Originally Posted by *mamalita*
I've been on the GD boards many times wondering where this behavior came from and it saddens me when people assume grabbing/hitting/pinching are things that my child "learned" and that somewhere along the line I, his mama, wasn't paying attention.

well those behaviours are totally age appropriate. Be careful not to project the stuff with your husband onto your son. Move forward, one small step at a time.


----------



## Emilie (Dec 23, 2003)

Hugs mama... I referree alot with ds and dh.

if you do decide to go stay with friends
You do not need to tell ds that you are "leaving your dh" or even make a big deal about it. I would think- hey- we are having summer fever- how about we go visit Aunt XYZ- call Aunt XYZ- hey we are going nuts here- can we come stay for a few days and see you....

I am not so upset about your dh pushing your ds as to his attitude surrounding the whole incident. My dh uses the "crazy" thing on me to- because I am medicated.....I am sorry to hear that....
NOw granted this JUST happened. He may regret this in the a.m. I have red flags that dh is holding alot of anger in???( as dh's tend to do) My dh does and then I look at him wrong and he throws a book- ya know- the soda bottle explosion type of anger,

I would talk to dh in the am and see how he is feeling about the incident. "

"Hey- that really sucked last night- what is going on with you?" See how he responds?

Maybe dh needs a break- does he have a buddy he can go catch some fish with for the weekend or something?

hugs mama- i will be thinking of you guys.....


----------



## captain optimism (Jan 2, 2003)

Quote:


Originally Posted by *amwww*
i have to ask, where did your 4yo learn to pinch and such in the first place? if your house has a strict no violence policy, why doesn't it apply to your son, regardless of how tired or hungry? i'm not saying anything about your husband's over the line behavior, just asking?

He's four years old, it's not weird for a four year old to do that.

We have a family policy of not biting each other. Guess which member of our family finds that policy hard to stick to? I'll give you a hint. it's not anyone born in the 1960s. We didn't have to MODEL biting or TEACH biting. Chidlren are independent beings, not extensions of their parents.

This isn't the first time that this has come up here.

There may be more effective ways to deal with the behavior, though.

Your husband's behavior is unacceptable. Not the shoving--i can forgive that, actually, if he lost his temper. i don't like the gaslighting "you're crazy if you think my behavior is a problem" business. There is nothing crazy about not liking violence. Set out your expectations about it (non-violent parenting) and then offer support. Tell him he can leave the room if ds is bothering him. Tell him you'll give him a snack when he gets in the door so that HIS blood sugar is okay. But also tell him that if he won't commit to changing his behavior, you need him to sleep in another room.

Because you shouldn't be freaked out.


----------



## Kaitnbugsmom (Dec 4, 2003)

You know Im' going to say it but here it is..

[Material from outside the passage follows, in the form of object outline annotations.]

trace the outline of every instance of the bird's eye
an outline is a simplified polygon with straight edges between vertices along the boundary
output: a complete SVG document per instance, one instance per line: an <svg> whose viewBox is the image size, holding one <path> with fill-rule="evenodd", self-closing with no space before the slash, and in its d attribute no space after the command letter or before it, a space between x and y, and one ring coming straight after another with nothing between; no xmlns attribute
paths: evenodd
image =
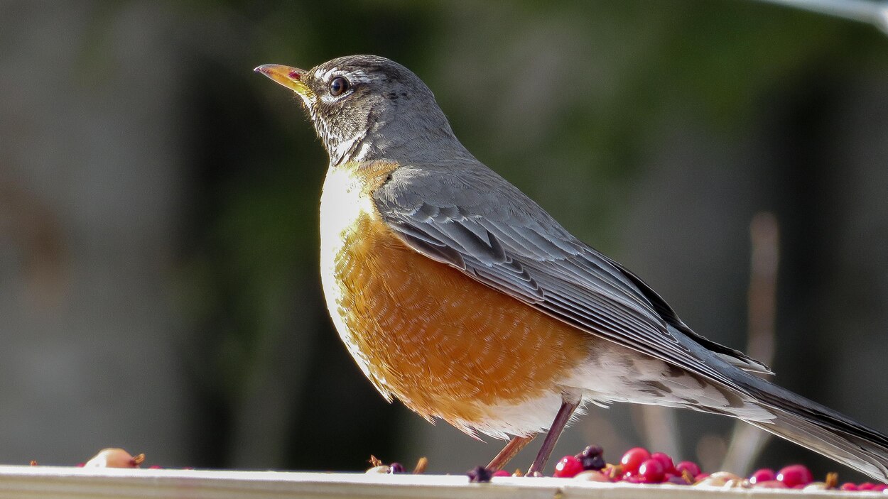
<svg viewBox="0 0 888 499"><path fill-rule="evenodd" d="M350 86L351 85L349 84L348 80L343 78L342 76L337 76L336 78L333 78L332 82L330 82L330 95L333 97L339 97L348 91Z"/></svg>

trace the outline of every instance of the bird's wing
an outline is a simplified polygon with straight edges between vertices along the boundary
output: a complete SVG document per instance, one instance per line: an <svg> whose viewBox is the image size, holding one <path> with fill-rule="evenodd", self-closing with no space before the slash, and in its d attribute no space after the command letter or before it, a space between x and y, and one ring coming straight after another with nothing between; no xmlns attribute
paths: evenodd
<svg viewBox="0 0 888 499"><path fill-rule="evenodd" d="M402 166L374 200L383 219L416 251L580 329L733 384L682 345L673 331L690 329L640 279L570 235L493 171ZM739 367L749 359L698 343Z"/></svg>

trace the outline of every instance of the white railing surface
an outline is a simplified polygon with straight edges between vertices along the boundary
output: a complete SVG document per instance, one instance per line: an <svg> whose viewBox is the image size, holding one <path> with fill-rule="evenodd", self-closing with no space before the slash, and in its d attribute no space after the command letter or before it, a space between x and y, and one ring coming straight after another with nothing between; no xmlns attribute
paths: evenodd
<svg viewBox="0 0 888 499"><path fill-rule="evenodd" d="M19 498L496 498L727 499L888 497L881 493L720 489L670 485L581 482L571 479L495 478L469 483L463 475L380 475L293 471L141 470L0 466L0 497Z"/></svg>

you need to get a protective order and go to a shelter ASAP.. If it weren't for the abuse I'd say do not leave your house, have him removed. But he *is* being abusive toward you and your dc, so that goes out the window and I have to say get thee to a shelter. Your dc is worth more than any latent or lingering love you have for the sperm donor {a person who would do as described is neither a husband or father}


----------



## amwww (Dec 13, 2004)

i hope i didn't offend you mamalita, my dd is only 1.5, and i've very little experience with kids under 10, i didnt realize they do it on their own...sorry.


----------



## mamalita (Jun 5, 2003)

Thanks so much for the support mamas! I forgot to add one of my big concerns about staying at a relatives: everyone lives at least an hour's drive away and ever since DS and I got in an accident at the end of March (we were rear-ended) I'm kind-of afraid to drive. Please don't flame me for this. I mean, I'll just have to get over it for the sake of DS. And, it's not a total phobia, I will drive to the market, the library, all over our town and the surrounding areas. I mean more like highway driving (that's where we were hit) - and I need to get on one of three major highways to get to anyone's house.

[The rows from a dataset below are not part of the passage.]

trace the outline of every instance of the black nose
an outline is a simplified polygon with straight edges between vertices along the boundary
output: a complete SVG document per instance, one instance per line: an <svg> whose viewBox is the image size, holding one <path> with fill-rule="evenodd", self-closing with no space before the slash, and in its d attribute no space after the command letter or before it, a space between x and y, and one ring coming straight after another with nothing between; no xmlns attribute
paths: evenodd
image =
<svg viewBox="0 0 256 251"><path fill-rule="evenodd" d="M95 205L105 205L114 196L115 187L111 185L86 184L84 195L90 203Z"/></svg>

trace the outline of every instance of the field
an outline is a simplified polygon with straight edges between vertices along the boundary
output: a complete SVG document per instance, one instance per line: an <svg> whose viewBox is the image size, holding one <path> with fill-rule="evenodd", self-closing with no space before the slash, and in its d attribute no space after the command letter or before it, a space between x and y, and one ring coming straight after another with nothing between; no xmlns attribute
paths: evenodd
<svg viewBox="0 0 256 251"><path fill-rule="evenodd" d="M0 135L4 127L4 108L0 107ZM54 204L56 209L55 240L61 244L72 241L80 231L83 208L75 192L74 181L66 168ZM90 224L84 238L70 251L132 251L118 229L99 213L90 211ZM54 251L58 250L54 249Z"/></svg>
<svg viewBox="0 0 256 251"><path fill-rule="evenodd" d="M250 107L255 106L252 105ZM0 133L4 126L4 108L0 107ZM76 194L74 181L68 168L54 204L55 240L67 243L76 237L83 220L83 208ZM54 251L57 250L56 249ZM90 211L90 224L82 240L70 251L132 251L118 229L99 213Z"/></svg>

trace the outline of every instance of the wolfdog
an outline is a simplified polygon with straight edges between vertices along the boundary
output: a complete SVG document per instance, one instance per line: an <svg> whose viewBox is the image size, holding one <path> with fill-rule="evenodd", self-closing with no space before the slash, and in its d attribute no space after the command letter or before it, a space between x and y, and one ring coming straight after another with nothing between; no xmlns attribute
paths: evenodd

Also - and this is what I meant about involving anyone - because of my family's history (getting hit by our dad), I feel like everyone in my family will accuse me of making a "big deal" out of this. They'll tell me that DH is "such a 'good' guy" and that I should just "make up" (as if this was a lover's quarrel)







. I'm right, right?? This was a TOTAL big deal, right?? This was as awful as it seemed, right??

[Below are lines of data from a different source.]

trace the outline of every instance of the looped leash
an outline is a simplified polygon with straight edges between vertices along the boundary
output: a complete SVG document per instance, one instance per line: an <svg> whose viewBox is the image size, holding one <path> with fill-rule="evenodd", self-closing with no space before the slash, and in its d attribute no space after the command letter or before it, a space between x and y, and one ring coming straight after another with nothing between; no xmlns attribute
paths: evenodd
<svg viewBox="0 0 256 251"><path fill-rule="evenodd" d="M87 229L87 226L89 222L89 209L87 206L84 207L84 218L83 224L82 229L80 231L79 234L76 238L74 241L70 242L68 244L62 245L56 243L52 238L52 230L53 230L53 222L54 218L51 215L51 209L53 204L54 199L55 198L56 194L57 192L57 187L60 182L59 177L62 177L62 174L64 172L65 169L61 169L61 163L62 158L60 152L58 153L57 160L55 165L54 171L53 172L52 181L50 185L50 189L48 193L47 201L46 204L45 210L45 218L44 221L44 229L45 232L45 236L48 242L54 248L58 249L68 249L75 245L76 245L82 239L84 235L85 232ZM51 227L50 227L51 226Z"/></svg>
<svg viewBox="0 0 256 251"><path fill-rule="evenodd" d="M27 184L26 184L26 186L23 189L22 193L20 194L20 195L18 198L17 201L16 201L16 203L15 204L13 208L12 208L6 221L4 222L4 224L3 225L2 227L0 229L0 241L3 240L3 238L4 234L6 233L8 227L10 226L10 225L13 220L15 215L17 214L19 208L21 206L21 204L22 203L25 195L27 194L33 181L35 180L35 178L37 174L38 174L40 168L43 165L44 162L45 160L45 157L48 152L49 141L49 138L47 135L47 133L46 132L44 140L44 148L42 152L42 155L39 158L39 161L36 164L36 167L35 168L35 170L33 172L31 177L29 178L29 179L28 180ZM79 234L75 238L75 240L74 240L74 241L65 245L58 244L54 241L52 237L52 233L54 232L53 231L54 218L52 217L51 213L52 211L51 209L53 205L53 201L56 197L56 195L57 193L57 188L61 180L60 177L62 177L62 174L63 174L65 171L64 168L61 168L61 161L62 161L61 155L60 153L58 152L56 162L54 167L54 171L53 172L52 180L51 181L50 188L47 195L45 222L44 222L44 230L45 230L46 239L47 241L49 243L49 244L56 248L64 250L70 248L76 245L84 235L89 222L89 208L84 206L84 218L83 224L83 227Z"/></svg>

I mean, don't get me wrong, I'm not exactly this quiet-speaking, mellow-mama. I'm kind of "spicy" and will often mouth-off (quite loudly) about things I feel passionately about: pesticide use, herbicide use (right next door to us







: ), pollutants, suburban super-sprawl (esp. here in NJ). And DH and I argue in front of DS on occasion (I'm not proud of this) - so I'm no angel. I just say this to explain that DS' home life is not super-peaceful/mellow/quiet. BUT, it's defintely not abusive (verbally, physically) until tonight's incident. And this is something I will not stand for.


----------



## mamajama (Oct 12, 2002)

There are plenty of men who would never, ever, under any circumstance whatsoever shove, or in any way lay hands on, a four year old baby. That is absolutely unacceptable in every way. You are NOT overreacting in your emotional response to this. What if some stranger on the street did it? Is that any different? If so, how? The fact that his sperm helped make your son does not give him ownership of your son's bodily integrity. What he did was an utter violation.
People who are abusive are not necessarily evil or unloveable. Many a great person has found themselves in situations where they lost some control and acted in an abusive way towards someone else. The important distinction here is that a healthy person who has acted in such a way will be completely accountable for his or her actions and IMMEDIATELY seek help. He should have left and gone to seek help right away. He did not so you need to.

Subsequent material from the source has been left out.